Demeure une question délicate qui devra un jour être éclaircie, la gestion des déchets nucléaires et leur rejet en mer.
Europe: quel défi?
En 20 ans l’Europe a perdu plus de la moitié de sa capacité de pêche. Au nom du fait qu’il fallait limiter les bateaux. L’Europe a offert sur un plateau le marché du poisson aux importateurs. Si l’on veut que la pêche vive il est urgent de changer de cap. En particulier, un combat est livré au niveau européen par la pêche artisanale contre les QITs (Quotas individuels transférables) que la commission européenne voudrait mettre en place pour la prochaine PCP (Politique communautaire des pêches qui démarre en 2013). L’Islande avait appliqué ce système des QITs où les quotas étaient attribués à une poignée de gros armateurs. Conséquence logique: les petits pêcheurs ont disparu et ce fut le fiasco de la pêche islandaise. Ayant appris la leçon, l’Islande a refusé ce système et revient à des quotas gérés par des communautés de pêcheurs artisans comme c’était le cas chez nous, avec les cofradias, à partir du XIVème siècle. L’Europe et les divers gouvernements doivent prendre les mesures nécessaires et urgentes pour le maintien de la pêche artisanale: tenir compte de la parole des pêcheurs et pas seulement des scientifiques et des environnementalistes. Permettre aux communautés de pêcheurs de gérer leurs captures. Dynamiser le marché du poisson local. Soutenir l’accession des jeunes à l’armement. Aider tout ce qui va dans le sens d’une mer propre et d’un développement durable. Réfléchir entre tous à l’avenir de la pêche dans le Golfe de Gascogne: quelle pêche veut-on y développer? Quelle étique commune doit-on adopter pour que les quotas soient au service de tous et non du profit immédiat?

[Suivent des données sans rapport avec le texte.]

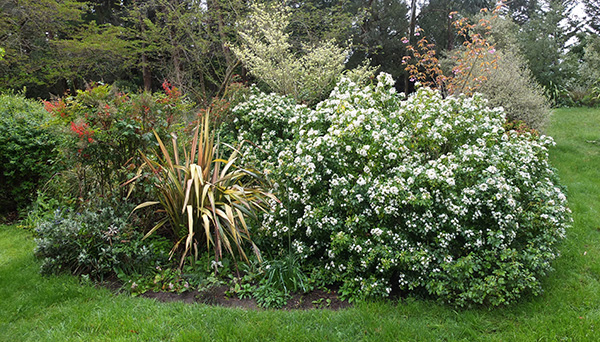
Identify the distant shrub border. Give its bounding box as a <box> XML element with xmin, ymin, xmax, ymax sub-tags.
<box><xmin>0</xmin><ymin>94</ymin><xmax>61</xmax><ymax>214</ymax></box>
<box><xmin>229</xmin><ymin>74</ymin><xmax>570</xmax><ymax>306</ymax></box>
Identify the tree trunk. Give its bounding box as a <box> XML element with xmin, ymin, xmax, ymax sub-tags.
<box><xmin>404</xmin><ymin>0</ymin><xmax>417</xmax><ymax>94</ymax></box>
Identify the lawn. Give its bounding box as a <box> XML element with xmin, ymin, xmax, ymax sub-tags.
<box><xmin>0</xmin><ymin>108</ymin><xmax>600</xmax><ymax>341</ymax></box>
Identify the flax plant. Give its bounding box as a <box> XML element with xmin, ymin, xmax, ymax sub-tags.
<box><xmin>130</xmin><ymin>113</ymin><xmax>277</xmax><ymax>272</ymax></box>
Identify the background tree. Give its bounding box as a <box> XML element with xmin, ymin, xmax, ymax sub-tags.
<box><xmin>518</xmin><ymin>0</ymin><xmax>576</xmax><ymax>88</ymax></box>
<box><xmin>0</xmin><ymin>0</ymin><xmax>85</xmax><ymax>96</ymax></box>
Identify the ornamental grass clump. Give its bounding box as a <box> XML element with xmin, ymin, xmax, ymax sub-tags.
<box><xmin>130</xmin><ymin>113</ymin><xmax>277</xmax><ymax>273</ymax></box>
<box><xmin>231</xmin><ymin>74</ymin><xmax>570</xmax><ymax>306</ymax></box>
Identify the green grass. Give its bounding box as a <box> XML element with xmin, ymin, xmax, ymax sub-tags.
<box><xmin>0</xmin><ymin>109</ymin><xmax>600</xmax><ymax>341</ymax></box>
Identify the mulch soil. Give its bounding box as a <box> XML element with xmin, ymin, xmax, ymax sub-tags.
<box><xmin>141</xmin><ymin>286</ymin><xmax>351</xmax><ymax>310</ymax></box>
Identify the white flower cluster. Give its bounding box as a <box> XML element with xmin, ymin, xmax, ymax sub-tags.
<box><xmin>229</xmin><ymin>74</ymin><xmax>569</xmax><ymax>303</ymax></box>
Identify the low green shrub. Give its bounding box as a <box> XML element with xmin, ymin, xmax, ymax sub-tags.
<box><xmin>35</xmin><ymin>205</ymin><xmax>169</xmax><ymax>280</ymax></box>
<box><xmin>0</xmin><ymin>94</ymin><xmax>61</xmax><ymax>213</ymax></box>
<box><xmin>234</xmin><ymin>74</ymin><xmax>569</xmax><ymax>306</ymax></box>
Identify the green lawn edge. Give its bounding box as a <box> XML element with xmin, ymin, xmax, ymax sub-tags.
<box><xmin>0</xmin><ymin>108</ymin><xmax>600</xmax><ymax>341</ymax></box>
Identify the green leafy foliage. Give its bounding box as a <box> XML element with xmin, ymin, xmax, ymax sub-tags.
<box><xmin>230</xmin><ymin>74</ymin><xmax>569</xmax><ymax>306</ymax></box>
<box><xmin>131</xmin><ymin>113</ymin><xmax>276</xmax><ymax>273</ymax></box>
<box><xmin>35</xmin><ymin>204</ymin><xmax>167</xmax><ymax>280</ymax></box>
<box><xmin>45</xmin><ymin>81</ymin><xmax>194</xmax><ymax>199</ymax></box>
<box><xmin>0</xmin><ymin>94</ymin><xmax>62</xmax><ymax>213</ymax></box>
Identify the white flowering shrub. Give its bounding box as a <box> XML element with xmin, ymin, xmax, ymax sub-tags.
<box><xmin>227</xmin><ymin>74</ymin><xmax>569</xmax><ymax>306</ymax></box>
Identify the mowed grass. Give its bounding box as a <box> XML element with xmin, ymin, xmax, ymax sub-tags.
<box><xmin>0</xmin><ymin>109</ymin><xmax>600</xmax><ymax>341</ymax></box>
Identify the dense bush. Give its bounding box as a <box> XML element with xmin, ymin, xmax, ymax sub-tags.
<box><xmin>45</xmin><ymin>81</ymin><xmax>194</xmax><ymax>198</ymax></box>
<box><xmin>35</xmin><ymin>205</ymin><xmax>169</xmax><ymax>279</ymax></box>
<box><xmin>0</xmin><ymin>95</ymin><xmax>60</xmax><ymax>212</ymax></box>
<box><xmin>230</xmin><ymin>74</ymin><xmax>569</xmax><ymax>305</ymax></box>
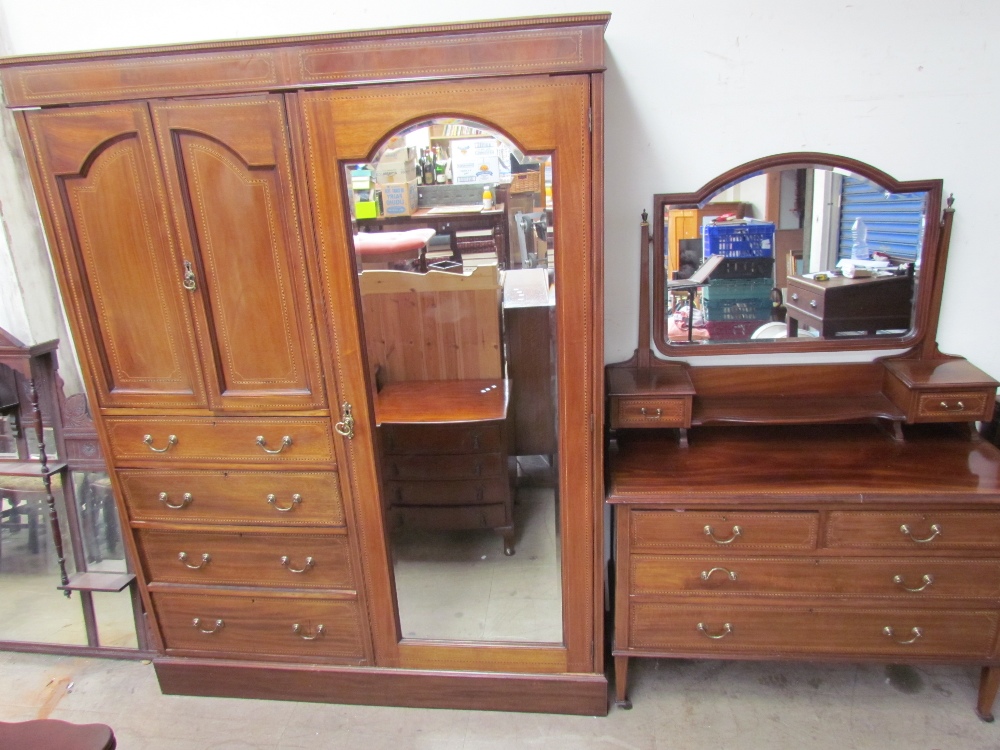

Iparralde, l’Europe, le Monde
Un véritable scandale planétaire: la spoliation des eaux du Tiers-Monde. Les protéines de la mer entrent dans l’alimentation de base de un milliard d’habitants. Cette alimentation est saccagée par la pèche industrielle. Voici des données qui devraient faire réfléchir: 12 millions de pêcheurs artisans, dont 90% d’asiatiques, capturent 30 millions de tonnes de poisson, sans rejet de poissons en mer, en dépensant 3 millions de tonnes de carburant. Face à cela, 500.000 pêcheurs in-dustriels capturent la même quantité (30 millions de tonnes), avec 10 fois plus de carburant, en rejetant en moyenne 20 millions de tonnes par-dessus bord. Cette pêche industrielle reçoit 5 fois plus de subventions internationales que la pêche artisanale.
La vraie question: comment vivre sur cette planète terre où l’on approche des 7 milliards d’habitants sans compromettre la vie des générations futures, en respectant les écosystèmes marins et terrestres, qui con-tiennent les réserves nourricières de l’humanité?